The recent longitudinal study by Krop et al. of laboratory animal workers demonstrates that rat- and mouse-specific IgG4 antibodies are present before the development of allergy and that the levels remain relatively constant over time (1). In their study, IgG4 was not shown to be protective against allergy or symptoms to rats or mice in laboratory animal workers, and on the contrary, workers with mouse sensitization had higher levels of mouse-specific IgG4.

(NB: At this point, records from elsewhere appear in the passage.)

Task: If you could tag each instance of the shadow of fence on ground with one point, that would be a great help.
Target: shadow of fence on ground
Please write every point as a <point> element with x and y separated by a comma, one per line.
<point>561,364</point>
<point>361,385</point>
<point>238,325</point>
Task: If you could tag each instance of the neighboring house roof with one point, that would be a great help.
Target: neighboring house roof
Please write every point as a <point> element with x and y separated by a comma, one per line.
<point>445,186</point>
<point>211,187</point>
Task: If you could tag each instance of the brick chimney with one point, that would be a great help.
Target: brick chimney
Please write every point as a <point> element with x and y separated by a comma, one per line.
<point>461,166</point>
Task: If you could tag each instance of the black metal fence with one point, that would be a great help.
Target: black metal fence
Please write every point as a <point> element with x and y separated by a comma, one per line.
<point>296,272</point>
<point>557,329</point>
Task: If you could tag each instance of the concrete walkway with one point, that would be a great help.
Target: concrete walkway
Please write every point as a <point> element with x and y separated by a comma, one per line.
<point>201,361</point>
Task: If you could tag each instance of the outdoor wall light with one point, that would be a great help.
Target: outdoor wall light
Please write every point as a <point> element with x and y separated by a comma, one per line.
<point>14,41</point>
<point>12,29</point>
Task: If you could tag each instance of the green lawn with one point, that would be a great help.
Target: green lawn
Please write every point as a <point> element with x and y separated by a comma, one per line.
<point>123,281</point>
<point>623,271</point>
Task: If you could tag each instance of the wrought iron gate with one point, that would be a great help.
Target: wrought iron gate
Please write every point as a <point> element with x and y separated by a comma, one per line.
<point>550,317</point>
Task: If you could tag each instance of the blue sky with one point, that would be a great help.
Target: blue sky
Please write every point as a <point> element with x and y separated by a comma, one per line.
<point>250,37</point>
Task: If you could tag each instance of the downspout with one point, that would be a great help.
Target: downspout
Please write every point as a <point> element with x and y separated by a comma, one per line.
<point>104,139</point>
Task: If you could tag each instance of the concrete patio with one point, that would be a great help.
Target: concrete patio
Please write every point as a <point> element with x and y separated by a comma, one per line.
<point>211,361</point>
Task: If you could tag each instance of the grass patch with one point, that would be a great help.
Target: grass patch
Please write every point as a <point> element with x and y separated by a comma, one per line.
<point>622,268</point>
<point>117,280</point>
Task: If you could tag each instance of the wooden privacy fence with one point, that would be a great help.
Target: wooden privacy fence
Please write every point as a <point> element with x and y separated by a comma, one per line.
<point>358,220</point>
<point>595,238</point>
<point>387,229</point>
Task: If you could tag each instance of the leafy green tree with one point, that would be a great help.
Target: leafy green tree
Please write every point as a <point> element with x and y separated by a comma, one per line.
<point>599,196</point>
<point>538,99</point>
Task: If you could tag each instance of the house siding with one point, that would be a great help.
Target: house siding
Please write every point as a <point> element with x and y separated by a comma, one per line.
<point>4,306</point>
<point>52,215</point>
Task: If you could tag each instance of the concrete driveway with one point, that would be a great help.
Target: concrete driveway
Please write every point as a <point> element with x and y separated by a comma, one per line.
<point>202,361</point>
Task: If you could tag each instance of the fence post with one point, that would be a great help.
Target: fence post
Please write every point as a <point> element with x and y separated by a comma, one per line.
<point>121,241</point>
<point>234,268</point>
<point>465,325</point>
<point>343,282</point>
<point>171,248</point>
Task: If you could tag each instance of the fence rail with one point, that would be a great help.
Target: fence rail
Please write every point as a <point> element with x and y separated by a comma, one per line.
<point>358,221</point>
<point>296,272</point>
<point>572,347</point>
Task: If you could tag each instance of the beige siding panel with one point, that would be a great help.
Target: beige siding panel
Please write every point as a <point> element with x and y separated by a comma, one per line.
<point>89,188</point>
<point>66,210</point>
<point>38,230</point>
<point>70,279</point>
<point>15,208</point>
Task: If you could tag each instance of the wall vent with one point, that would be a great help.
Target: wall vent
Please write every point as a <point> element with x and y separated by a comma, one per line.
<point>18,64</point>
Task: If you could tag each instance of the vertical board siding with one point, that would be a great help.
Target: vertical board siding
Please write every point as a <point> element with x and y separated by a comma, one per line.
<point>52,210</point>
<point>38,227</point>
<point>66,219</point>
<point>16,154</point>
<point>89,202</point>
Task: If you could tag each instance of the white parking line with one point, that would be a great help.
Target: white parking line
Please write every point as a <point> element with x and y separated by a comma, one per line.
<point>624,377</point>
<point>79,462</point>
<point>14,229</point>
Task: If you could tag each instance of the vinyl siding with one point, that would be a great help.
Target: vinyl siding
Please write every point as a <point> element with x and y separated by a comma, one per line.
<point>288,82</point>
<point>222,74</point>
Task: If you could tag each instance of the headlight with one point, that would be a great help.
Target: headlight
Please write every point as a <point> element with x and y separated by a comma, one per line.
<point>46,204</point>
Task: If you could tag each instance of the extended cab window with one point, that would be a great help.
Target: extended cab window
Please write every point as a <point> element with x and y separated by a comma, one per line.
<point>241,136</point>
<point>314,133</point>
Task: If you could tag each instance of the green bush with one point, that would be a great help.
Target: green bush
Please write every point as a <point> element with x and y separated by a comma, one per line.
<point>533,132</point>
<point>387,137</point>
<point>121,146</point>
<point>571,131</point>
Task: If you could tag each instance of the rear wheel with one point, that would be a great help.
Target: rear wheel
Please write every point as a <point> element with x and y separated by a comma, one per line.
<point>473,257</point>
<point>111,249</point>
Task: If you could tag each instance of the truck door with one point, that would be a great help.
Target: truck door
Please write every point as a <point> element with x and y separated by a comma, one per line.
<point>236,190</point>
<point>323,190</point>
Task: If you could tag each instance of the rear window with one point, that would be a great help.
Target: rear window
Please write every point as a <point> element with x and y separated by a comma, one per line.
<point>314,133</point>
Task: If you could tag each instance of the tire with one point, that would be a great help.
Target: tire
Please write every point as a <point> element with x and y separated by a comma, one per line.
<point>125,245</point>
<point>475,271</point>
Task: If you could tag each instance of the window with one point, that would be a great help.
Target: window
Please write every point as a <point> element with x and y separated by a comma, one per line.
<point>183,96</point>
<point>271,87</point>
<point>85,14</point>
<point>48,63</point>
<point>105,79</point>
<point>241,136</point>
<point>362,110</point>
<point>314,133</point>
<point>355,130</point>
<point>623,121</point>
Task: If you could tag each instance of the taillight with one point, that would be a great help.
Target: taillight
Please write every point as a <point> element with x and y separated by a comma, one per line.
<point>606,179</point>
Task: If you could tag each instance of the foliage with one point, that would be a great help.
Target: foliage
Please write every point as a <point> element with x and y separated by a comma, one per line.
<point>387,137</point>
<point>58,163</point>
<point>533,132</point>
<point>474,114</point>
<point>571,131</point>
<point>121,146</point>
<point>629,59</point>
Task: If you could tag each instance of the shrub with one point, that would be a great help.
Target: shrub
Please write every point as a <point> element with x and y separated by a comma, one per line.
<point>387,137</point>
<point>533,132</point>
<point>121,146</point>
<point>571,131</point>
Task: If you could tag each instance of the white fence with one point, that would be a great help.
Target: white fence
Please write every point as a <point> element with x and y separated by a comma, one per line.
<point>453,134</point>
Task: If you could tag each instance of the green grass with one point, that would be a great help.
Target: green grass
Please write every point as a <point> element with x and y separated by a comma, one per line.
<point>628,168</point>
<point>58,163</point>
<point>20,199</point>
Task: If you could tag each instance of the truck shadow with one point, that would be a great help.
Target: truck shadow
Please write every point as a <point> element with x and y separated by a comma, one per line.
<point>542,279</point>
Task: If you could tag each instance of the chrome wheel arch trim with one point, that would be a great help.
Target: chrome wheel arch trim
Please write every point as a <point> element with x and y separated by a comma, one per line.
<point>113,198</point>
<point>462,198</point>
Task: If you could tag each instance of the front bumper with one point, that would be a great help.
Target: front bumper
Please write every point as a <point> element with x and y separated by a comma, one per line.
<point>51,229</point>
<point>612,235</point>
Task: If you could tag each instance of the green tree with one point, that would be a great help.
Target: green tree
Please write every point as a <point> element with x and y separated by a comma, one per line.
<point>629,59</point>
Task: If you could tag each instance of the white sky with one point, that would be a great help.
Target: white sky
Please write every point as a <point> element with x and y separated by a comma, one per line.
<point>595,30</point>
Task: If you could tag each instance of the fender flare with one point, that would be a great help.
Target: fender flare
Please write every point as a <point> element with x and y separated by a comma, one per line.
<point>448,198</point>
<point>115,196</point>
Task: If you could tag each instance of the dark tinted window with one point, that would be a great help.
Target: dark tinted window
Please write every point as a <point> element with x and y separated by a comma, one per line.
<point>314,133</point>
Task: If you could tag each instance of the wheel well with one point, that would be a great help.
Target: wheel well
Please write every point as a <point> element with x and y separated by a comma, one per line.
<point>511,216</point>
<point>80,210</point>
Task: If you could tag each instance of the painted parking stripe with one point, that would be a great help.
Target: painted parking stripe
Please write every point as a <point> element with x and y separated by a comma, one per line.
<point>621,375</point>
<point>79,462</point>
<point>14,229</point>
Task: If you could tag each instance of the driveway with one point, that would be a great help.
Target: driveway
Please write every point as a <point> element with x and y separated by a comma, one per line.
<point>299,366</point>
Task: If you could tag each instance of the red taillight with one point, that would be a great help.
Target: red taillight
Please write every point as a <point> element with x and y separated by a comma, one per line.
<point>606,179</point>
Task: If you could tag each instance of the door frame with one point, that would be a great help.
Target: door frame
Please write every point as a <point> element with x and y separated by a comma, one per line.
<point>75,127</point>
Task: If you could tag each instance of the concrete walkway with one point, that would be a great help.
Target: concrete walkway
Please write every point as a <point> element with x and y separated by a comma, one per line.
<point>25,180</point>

Several studies examining rat- or mouse-specific IgG have demonstrated an exposure response, whereby IgG antibodies increase with increasing exposure intensity (2–4). Our concern with this study, which was also raised by Krop et al., is that there was not a wide enough exposure range in order for IgG4 changes to occur and to demonstrate differences in the IgG4 response over time or for high-dose tolerance to develop. Studies of immunotherapy have demonstrated that higher allergen doses are required for protective antibody responses to develop, and we believe the same is true in the occupational environment as demonstrated in our study of laboratory animal workers (2). Perhaps owing to the restriction in the exposure range, the authors did not identify a tolerant group within the cohort, such as those having high specific IgG4 with no IgE antibodies, which makes it difficult to examine the role of IgG4 antibodies without being able to compare sensitized and tolerant individuals.
Another important aspect of the study by Krop et al. was that participants already had an established IgG4 response at the beginning of the study, and the mean duration for previous exposure was 10 months. It is therefore likely that the interesting changes in the immune response had already taken place. Immunotherapy studies have demonstrated that the production of allergen-specific IgG4 antibodies along with their inhibitory activity occurs between 6 and 12 weeks following immunotherapy (5). Therefore, it is possible that the study by Krop et al., although longitudinal in design, missed the early immune response because of the participants having been previously exposed already for some time. Furthermore, the duration of exposure combined with the intensity of exposure may be an important factor in inducing IgG4 antibodies that have inhibitory effects. The study by Krop et al. was of 2 years duration and may not have allowed for the necessary prolonged exposure to induce such inhibitory antibodies.
Finally, the study includes very few sensitized individuals and thus makes it difficult to fully examine the modified Th2 response or effects of IgG4 antibodies in such a small population.